Friendly Bedouin folks
Abu Aziz' second wife's home
I am usually depressed by desert scenes, especially fearful of such waterless areas as this one; however, their simple DIY adobe homes seemed perfectly in place, peacefully away from the congestion and pollution of the city (and even small towns, which tend to be full of construction rubble and the motor runoff from mechanic shops).
Walkway to the parent's home
Abu Aziz was kind enough to drive us back to the highway, dropping us off on the other side of the dam. From there chris and I biked further southeast, heading toward another castle.
Abu Aziz and family
By late afternoon we were close, honing in on the village of Jaaber and hoping to find a food stall. Unlike Turkey, Albania, and Greece, there are few roadside eateries (and even less cafes). While slightly more difficult during a bike trip, I appreciate how non-capitalistic it feels. We ended up finding only a small almost empty market with some ramen soup packets. The propriator agreed to boil one for us, taking us to his house around back where we sat for tea while watching Arab music videos. Most channels here seem to be either music or readings of the Quran; I have yet to see any sitcoms and the only "show" that appears is a dubbed Turkish drama popular throughout the middle east.
Random roadside tomb, maybe some Sufi sect?
I'm starting to learn the various national fashions, so, while I can't distinguish musical styles between, say, Abu Dabi and Turkey, I can identify some by their women. If they are heavy-set and swinging long, stringy black hair in circles they are Iraqi; if they are uncovered with European features (and obvious nose or boob jobs) they are Lebanese; if they are super cheesy over the top they might be Egyptian, etc. The men are more difficult because except for the more modern western states, they are usually donning long white robes with checkered or white shlemms (scarf held down by a black circular tube).
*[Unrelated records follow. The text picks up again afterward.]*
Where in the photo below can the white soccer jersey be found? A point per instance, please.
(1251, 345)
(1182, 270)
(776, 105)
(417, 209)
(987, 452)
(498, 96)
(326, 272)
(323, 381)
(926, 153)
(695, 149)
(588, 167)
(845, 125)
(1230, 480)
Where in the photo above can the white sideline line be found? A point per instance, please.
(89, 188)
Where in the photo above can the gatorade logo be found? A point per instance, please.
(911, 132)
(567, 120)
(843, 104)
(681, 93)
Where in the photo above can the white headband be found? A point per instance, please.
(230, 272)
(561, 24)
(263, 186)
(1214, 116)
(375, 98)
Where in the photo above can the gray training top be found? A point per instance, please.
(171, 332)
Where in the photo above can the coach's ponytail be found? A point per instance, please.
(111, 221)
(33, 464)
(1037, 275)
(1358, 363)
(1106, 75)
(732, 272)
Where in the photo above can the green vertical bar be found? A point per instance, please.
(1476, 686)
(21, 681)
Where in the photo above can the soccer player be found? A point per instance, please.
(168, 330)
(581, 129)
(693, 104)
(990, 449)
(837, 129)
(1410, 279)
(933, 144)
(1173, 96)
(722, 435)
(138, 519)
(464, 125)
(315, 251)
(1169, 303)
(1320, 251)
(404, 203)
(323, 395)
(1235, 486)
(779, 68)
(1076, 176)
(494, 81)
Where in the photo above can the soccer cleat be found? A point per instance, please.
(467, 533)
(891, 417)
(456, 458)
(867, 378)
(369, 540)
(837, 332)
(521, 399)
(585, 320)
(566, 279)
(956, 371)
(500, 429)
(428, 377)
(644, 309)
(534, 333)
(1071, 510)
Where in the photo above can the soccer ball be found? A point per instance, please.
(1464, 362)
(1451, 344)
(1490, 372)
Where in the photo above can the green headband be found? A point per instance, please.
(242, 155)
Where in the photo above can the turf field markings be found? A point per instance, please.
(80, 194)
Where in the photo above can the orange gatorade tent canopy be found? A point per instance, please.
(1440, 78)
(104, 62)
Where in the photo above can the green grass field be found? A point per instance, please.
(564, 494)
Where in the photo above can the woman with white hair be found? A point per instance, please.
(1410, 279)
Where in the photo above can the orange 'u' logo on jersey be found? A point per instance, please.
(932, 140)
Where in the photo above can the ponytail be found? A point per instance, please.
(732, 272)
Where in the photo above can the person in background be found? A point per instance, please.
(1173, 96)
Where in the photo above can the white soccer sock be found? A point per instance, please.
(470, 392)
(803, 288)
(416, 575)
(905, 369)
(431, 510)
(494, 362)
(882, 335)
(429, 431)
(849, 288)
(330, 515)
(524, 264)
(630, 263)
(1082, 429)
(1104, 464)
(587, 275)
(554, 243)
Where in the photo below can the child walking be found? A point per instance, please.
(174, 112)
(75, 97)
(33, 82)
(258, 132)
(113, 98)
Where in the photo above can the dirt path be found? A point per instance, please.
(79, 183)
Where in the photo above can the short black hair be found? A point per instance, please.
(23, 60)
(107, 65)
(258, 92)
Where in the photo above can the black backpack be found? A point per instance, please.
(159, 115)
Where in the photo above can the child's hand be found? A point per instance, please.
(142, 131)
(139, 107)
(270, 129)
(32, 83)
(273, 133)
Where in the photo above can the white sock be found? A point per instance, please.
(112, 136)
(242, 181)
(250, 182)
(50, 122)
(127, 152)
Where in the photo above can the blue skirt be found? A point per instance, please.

So there we sat sipping tea when the shop keeper's wife brought us a tray of noodles accompanied by sliced tomatoes and cucumbers, bread, and yogurt. I cannot get over how nice and hospitable Syrian people have been toward us, even when they know we are American. (So many times we have been told Your goverment is bad, but so is ours!)
Finally! Castle on the lake!
Afterward Chris and I biked the last 7 km into the hills and around a bend to find Qalat Jaaber, sitting quietly at the water's edge. From the top there is another beautiful 360 degree view of the lake, particularly pretty as the sunset changes the sky from blue to purple, pink, and orange, before finally cutting out to a twinkling black backdrop.
We arrived just in time!
Qalat Jaaber is unique because it's much older, made from mudbricks in the Mesopotamian style. It is not possible to get into the inner chambers, but a dangerously unbarred path follows along the outter edge and at the top a tower still stands, slightly tilted. There are train tracks leading from the tower to the edge of the castle; we couldn't figure out why.
Walking the outer walls
Savoring the last rays of sunlight
After sunset we circled to the backside and set our tent up near the water. Except for the enormous mosquitoes (than goodness our tent is actually a net) we had few difficulties here. The sandwiched between the illuminated castle walls and a lapping shoreline, we nestled into our very warm sleeping bag and listened to Democracy Now! podcasts until finally falling asleep.